「何でもAIに流す」のをやめた——アルゴリズムとAIを使い分ける医療現場の設計
AIが話題になるほど、「これもAIにやらせよう」「あれもAIで」と考えたくなります。僕も開業してClaude Codeで業務ツールを作り始めたころは、そうでした。でも現場で使ってくるうちに、いま増えているのはむしろ逆の判断です。「ここはAIに流さない」と決めることが、設計のいちばん大事な部分になってきました。
確定できることは、アルゴリズムで
医療には、答えが決まっている計算がたくさんあります。検査値から腎機能の指標を出す、採血の数字を時系列で並べて傾きを見る、公開されているリスクスコアを当てはめる——こうしたものは、すべて公知の計算式です。入力が同じなら、答えも同じ。ここにAIを挟む必要はありません。
確定した計算は、決まった式(アルゴリズム)で処理します。速いし、ブレないし、なぜその数字になったかを後から説明できます。AIに任せるのは、文章を書く、候補を挙げる、ばらつきのある情報を整理するといった、判断やことばが要る場面だけにしています。
なぜ使い分けるのか
医療でいちばん困るのは、同じ条件なのに答えが変わることです。確定した計算をAIに通すと、まれに表現が揺れたり、もっともらしい別の数字を返したりすることがあります。小さなズレでも、医療では見過ごせません。
だから、確実に決まることは確実に決まる方法で処理して、AIはその外側に置く。「AIを使わない」というのも、立派な設計判断だと考えるようになりました。全部をAIで動かすより、結果が安定して、検証もしやすくなります。
三省二ガイドラインを"読んでから"作る
もうひとつ、最初に決めているのが患者データの扱いです。医療情報の取り扱いには、国が示しているガイドライン(いわゆる三省二ガイドライン)があります。ツールを作る前にこれを読んでおくと、「どの処理でAIを使い、どの処理では使わないか」「データをどこに置くか」の線引きが、後付けでなく最初から引けます。

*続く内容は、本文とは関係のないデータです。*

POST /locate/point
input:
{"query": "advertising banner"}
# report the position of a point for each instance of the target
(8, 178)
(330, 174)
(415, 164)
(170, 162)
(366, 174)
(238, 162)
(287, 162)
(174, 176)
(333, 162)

基本にしているのは、患者に関わるデータが院外に不用意に出ない構成です。クラウドのAIを使う場面も、データを保持しない設計(ZDR)を前提に組んでいます。こうしておくと、あとから「この処理は大丈夫だったか」と問い直すときに、構成をたどるだけで確認できます。ルールを読んでから作るのと、作ってから合わせにいくのとでは、後の安心感がまるで違いました。
AIは下書き、確定するのは人
使い分けの延長で、もうひとつ崩さないようにしていることがあります。AIが出すのはあくまで下書きで、最終的に確定するのは医師だ、という形です。たとえば書類の文章も、レセプトの病名の候補も、AIに全部決めさせず、こちらが見て選び、直してから確定します。完全自動にしないことで、間違いをそのまま流さずに済みます。
この数か月で変わってきたこと
正直に書くと、最初は「動くものをとにかく作る」ことに夢中でした。いまは少し変わって、どこでAIを使い、どこでは使わないかを見極めること、そして一度作ったものを壊れにくく保つことに、時間を使うようになりました。作る速さより、長く安心して使えるかどうか。やっていることの中身も、この数か月でずいぶん変わった気がします。
まとめ
AIは便利ですが、何でもAIに流せばいいわけではありませんでした。確定できることはアルゴリズムで、判断が要るところだけAIで。そして患者データの扱いは、ルールを読んでから設計する。地味ですが、この使い分けこそが、医療でAIを使ううえでいちばん大事な土台だと感じています。
※この連載では、開業2年目の内科クリニックでの、AIを使った業務改善の実際を書いています。ツールはClaude Codeで内製し、患者データの扱いは三省二ガイドライン・ZDR準拠の設計を基本にしています。